Their name may reference the Rolling Stones' most notorious concert, the 1969 disaster that unofficially ended the '60s, but the Lords of Altamont are not directly descended from the Stones. A more accurate lineage can be traced to the frustrated groups who, back in the late '60s -- when the Stones were bigger than any band could ever dream of being -- tried to take what the Stones had done musically one step further, mixing blues, rock, and psychedelia with a snotty attitude. It's from those bands -- from the fuzzy guitars and spooky organ sounds of the Third Bardo, the Litter, and the Sonics -- that the Lords of Altamont take their inspiration.

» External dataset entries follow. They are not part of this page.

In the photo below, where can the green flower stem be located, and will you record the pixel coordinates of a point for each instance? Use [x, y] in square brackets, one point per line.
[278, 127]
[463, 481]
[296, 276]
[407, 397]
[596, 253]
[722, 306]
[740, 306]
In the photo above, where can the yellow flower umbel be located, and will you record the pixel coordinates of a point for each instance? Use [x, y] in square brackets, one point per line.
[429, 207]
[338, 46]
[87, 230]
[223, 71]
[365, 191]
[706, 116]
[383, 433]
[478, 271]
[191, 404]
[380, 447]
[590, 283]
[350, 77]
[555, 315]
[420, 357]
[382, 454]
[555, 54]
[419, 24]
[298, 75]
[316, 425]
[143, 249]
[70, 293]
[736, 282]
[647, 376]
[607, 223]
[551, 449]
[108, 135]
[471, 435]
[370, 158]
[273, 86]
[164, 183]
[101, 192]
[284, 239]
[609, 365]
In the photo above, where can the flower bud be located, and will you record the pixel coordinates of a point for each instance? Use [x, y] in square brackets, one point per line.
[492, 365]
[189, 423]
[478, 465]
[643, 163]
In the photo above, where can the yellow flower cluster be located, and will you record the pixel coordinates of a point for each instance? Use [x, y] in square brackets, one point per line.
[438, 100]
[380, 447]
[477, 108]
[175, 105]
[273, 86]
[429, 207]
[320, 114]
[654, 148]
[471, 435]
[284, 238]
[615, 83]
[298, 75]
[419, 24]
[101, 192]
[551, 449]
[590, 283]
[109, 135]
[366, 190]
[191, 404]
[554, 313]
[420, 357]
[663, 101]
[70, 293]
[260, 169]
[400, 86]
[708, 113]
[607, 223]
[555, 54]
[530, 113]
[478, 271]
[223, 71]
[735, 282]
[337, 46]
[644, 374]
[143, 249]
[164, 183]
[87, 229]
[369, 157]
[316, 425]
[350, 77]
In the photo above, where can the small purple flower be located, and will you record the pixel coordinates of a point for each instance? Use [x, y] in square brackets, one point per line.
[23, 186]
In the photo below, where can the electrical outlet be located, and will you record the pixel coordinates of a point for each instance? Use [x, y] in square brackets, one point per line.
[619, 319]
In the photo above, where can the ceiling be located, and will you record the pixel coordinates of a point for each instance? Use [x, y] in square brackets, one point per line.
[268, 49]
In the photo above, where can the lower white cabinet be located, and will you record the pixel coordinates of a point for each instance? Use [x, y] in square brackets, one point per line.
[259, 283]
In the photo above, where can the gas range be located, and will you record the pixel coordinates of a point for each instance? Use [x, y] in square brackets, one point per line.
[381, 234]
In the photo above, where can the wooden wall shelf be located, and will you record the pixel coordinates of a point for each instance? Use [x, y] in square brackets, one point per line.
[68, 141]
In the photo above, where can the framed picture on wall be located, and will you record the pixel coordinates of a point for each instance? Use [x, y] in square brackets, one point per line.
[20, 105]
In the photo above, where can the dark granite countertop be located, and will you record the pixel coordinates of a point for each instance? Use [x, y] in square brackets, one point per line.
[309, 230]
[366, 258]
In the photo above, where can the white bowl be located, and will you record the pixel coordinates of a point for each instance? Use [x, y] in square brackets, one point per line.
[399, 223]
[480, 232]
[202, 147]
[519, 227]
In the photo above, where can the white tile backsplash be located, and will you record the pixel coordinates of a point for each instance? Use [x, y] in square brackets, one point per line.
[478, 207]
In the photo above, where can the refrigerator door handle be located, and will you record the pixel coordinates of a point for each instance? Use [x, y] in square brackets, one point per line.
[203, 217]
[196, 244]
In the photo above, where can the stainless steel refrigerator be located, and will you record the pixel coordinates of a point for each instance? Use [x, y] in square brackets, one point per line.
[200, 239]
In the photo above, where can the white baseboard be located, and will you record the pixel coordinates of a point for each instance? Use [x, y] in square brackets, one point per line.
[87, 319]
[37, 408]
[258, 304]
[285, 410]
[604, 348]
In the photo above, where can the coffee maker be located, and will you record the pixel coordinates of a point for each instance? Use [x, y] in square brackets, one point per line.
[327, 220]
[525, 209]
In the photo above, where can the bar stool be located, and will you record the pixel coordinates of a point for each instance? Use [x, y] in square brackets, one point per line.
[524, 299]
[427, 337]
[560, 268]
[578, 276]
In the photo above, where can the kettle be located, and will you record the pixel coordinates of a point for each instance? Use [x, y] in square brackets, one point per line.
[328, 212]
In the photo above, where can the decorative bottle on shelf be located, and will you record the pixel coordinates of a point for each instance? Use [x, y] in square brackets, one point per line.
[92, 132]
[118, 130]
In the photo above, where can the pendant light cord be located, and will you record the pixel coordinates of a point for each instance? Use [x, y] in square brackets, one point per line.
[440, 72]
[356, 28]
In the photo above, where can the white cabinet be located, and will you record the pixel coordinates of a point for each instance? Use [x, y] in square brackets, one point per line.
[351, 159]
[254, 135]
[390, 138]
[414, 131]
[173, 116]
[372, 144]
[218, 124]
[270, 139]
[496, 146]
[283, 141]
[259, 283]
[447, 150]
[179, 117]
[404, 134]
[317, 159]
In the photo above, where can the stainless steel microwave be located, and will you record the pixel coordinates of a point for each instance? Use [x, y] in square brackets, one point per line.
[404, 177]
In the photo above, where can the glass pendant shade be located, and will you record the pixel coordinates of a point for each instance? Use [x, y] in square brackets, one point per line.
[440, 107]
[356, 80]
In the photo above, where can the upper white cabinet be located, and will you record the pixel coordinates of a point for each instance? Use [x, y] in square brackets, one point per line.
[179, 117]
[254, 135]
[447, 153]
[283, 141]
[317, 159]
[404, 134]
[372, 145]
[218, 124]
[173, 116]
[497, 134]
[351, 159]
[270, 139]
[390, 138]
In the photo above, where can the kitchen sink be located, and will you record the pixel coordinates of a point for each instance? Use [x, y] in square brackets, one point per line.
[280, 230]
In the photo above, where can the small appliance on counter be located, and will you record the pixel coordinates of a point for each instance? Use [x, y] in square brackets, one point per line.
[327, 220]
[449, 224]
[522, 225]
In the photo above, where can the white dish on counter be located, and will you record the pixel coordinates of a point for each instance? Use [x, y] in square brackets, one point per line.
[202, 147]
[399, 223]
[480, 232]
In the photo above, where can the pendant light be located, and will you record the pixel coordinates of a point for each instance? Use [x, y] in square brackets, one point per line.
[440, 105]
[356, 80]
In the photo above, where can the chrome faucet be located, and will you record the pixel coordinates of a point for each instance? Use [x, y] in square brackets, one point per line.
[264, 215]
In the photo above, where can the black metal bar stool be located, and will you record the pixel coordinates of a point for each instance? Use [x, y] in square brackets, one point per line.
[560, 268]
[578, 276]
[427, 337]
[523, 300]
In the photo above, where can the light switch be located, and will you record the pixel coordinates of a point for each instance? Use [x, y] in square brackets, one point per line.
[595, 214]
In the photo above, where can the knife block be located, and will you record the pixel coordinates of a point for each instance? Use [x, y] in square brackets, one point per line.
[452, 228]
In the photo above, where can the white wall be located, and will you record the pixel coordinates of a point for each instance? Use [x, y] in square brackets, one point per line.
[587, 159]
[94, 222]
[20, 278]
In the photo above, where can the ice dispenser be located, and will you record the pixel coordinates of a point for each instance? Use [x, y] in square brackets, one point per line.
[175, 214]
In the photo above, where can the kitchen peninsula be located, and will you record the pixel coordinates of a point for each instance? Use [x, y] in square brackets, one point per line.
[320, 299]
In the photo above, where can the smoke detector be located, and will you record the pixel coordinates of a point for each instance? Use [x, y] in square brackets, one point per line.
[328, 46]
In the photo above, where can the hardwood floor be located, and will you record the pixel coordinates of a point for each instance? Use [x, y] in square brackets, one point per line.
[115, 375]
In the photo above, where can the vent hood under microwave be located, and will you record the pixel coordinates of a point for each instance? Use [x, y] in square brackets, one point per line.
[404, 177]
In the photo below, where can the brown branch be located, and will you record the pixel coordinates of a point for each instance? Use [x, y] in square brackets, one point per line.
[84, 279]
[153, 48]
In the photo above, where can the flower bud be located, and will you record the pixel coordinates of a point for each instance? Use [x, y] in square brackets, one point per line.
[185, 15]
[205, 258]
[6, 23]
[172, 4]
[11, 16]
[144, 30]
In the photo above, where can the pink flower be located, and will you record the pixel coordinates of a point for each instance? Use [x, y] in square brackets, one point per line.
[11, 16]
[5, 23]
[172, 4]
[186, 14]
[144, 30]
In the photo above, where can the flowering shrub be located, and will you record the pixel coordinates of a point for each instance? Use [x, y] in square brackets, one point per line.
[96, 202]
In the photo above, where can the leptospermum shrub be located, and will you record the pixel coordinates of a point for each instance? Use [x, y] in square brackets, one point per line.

To Hell With the Lords kicks off with the blaring guitars of Johnny DaVilla and Shawn Medina, revving into gear with "The Split," a song that soon morphs into a surfy, psychedelic freakout propelled by the wild-man drumming of "Mad Max" Edison. Lead singer and organist Jake Cavaliere unleashes fierce vocals brimming with menace and inspired lunacy in songs like "Too Old to Die," "Twisted Love," and "Dementia Are Go."
The 12 tracks on To Hell With the Lords affirm that, like the Cramps before them, the Lords of Altamont are on a mission to restore raw power to rock and roll by looking back to its twisted beginnings.